Faiss supports both floating point and binary indexes. Floating point indexes are the default. Binary indexes are used when indexing scalar-quantized datasets.

See the following Faiss documentation links for more information.

Note: For macOS users, an existing bug in an upstream package restricts the number of processing threads to 1. This limitation is managed internally to prevent system crashes.

hnsw

hnsw:
    efconstruction:  ef_construction param for init_index (int) - defaults to 200
    m: M param for init_index (int) - defaults to 16
    randomseed: random-seed param for init_index (int) - defaults to 100
    efsearch: ef search param (int) - defaults to None and not set

See Hnswlib documentation for more information on these parameters.

annoy

annoy:
    ntrees: number of trees (int) - defaults to 10
    searchk: search_k search setting (int) - defaults to -1

See Annoy documentation for more information on these parameters. Note that annoy indexes can not be modified after creation, upserts/deletes and other modifications are not supported.

ggml

ggml:
    gpu: enable GPU - defaults to True
    quantize: sets the tensor quantization - defaults to F32
    querysize: query buffer size - defaults to 64

The GGML backend is a k-nearest neighbors backend. It stores tensors using GGML and GGUF. It supports GPU-enabled operations and supports quantization. GGML is the framework used by llama.cpp.

See this for a list of quantization types.

numpy

The NumPy backend is a k-nearest neighbors backend. It's designed for simplicity and works well with smaller datasets that fit into memory.

numpy:
    safetensors: stores vectors using the safetensors format
                 defaults to NumPy array storage

torch

The Torch backend is a k-nearest neighbors backend like NumPy. It supports GPU-enabled operations. It also has support for quantization which enables fitting larger arrays into GPU memory.
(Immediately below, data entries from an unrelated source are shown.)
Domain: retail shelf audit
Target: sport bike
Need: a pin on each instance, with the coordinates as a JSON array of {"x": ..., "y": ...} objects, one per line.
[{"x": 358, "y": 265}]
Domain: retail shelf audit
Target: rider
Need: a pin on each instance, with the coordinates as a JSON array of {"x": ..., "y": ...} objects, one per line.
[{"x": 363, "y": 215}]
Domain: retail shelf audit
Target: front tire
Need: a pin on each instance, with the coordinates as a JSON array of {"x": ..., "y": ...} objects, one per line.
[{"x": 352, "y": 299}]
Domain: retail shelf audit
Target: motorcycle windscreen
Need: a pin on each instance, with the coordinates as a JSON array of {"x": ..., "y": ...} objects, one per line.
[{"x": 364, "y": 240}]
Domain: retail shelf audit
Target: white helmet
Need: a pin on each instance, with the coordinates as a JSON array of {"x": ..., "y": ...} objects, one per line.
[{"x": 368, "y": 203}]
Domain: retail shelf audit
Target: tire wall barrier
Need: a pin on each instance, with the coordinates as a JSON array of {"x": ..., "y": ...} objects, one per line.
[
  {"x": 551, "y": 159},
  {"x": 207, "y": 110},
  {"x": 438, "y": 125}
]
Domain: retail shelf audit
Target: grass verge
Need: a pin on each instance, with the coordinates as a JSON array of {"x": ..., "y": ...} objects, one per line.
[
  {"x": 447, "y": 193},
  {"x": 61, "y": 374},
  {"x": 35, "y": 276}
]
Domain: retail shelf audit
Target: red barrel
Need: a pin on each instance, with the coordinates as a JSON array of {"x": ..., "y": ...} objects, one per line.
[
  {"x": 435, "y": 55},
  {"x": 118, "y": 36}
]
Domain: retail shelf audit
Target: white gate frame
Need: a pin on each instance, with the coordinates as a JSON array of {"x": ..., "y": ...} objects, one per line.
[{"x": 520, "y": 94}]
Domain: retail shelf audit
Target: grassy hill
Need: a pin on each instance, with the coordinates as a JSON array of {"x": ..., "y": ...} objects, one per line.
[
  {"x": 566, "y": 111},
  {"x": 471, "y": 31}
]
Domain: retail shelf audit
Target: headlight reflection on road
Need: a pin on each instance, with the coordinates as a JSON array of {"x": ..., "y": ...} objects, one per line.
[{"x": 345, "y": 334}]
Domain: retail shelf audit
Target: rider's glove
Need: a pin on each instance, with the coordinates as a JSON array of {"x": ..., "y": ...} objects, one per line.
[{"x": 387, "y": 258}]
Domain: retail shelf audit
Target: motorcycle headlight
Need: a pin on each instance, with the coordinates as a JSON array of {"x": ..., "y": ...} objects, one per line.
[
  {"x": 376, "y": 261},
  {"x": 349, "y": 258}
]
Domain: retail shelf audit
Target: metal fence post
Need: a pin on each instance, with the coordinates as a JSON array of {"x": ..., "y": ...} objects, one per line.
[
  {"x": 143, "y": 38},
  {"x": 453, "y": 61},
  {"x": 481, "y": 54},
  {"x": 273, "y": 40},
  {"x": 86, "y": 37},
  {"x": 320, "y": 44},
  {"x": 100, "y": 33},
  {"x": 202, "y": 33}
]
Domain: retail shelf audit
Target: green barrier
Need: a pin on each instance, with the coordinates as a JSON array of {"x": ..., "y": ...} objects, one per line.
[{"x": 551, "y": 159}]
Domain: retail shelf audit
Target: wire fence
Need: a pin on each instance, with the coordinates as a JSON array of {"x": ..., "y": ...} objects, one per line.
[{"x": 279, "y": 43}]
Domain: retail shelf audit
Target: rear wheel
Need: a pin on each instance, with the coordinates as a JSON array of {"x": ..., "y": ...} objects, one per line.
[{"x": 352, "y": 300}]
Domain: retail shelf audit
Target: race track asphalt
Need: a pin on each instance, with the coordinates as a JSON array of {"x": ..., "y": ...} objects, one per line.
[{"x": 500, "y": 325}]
When quantization is enabled, vectors are always stored in safetensors. Note that macOS support for quantization is limited.

torch:
    safetensors: stores vectors using the safetensors format - defaults
                 to NumPy array storage if quantization is disabled
    quantize:
        type: quantization type (fp4, nf4, int8)
        blocksize: quantization block size parameter

pgvector

pgvector:
    url: database url connection string, alternatively can be set via
         ANN_URL environment variable
    schema: database schema to store vectors - defaults to being
            determined by the database
    table: database table to store vectors - defaults to `vectors`
    precision: vector float precision (half or full) - defaults to `full`
    efconstruction:  ef_construction param (int) - defaults to 200
    m: M param for init_index (int) - defaults to 16

The pgvector backend stores embeddings in a Postgres database. See the pgvector documentation for more information on these parameters. See the SQLAlchemy documentation for more information on how to construct url connection strings.

sqlite

sqlite:
    quantize: store vectors with x-bit precision vs 32-bit (boolean|int)
              true sets 8-bit precision, false disables, int sets specified
              precision
    table: database table to store vectors - defaults to `vectors`

The SQLite backend stores embeddings in a SQLite database using sqlite-vec. This backend supports 1-bit and 8-bit quantization at the storage level.

See this note on how to run this ANN on MacOS.